SigParser Email Parsing Improvements (Chinese, Italian, Korean, Google Meetings...)
We've made a lot of improvements to how we parse emails this week in order to reduce bad parses.
These changes improve both the SigParser core product and the SigParser Email Parsing API.
Chinese, Italian and Korean Email Splitting
When there is an email chain and the dividers between emails in the email chain are Chinese, Italian or Korean then SigParser can now properly split those emails. This reduces the chance of mis-attributing contact data to a different person.
Google Meeting Notifications
Google Meeting notifications will no longer be parsed for contact data in signatures. We may bring it back later as a special parser but currently the notifications are too unstructured and can cause contact data to be assigned to the wrong contacts. You'll still get the email addresses of the people on the root email.

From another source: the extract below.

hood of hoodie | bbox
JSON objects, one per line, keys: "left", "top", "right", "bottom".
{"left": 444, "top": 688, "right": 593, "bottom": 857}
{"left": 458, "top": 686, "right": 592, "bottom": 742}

- Exclude more email address patterns for spammy contacts
- Improved Gmail signature block detection when -- is present but no email address is in the signature.
- Edge case with line breaks not adding a whitespace which caused a bad name to be generated in rare cases.
- New German Gmail style reply header handled.
- Titles get the "at" stripped from the end. For example, "Founder at BigCo" but the title was "Founder at" so we remove the "at" now.
- Added more training emails to the plain text spammy emails to improve plain text detection of spam or non-human sent type emails.
- Improved false detection of signature data algorithm.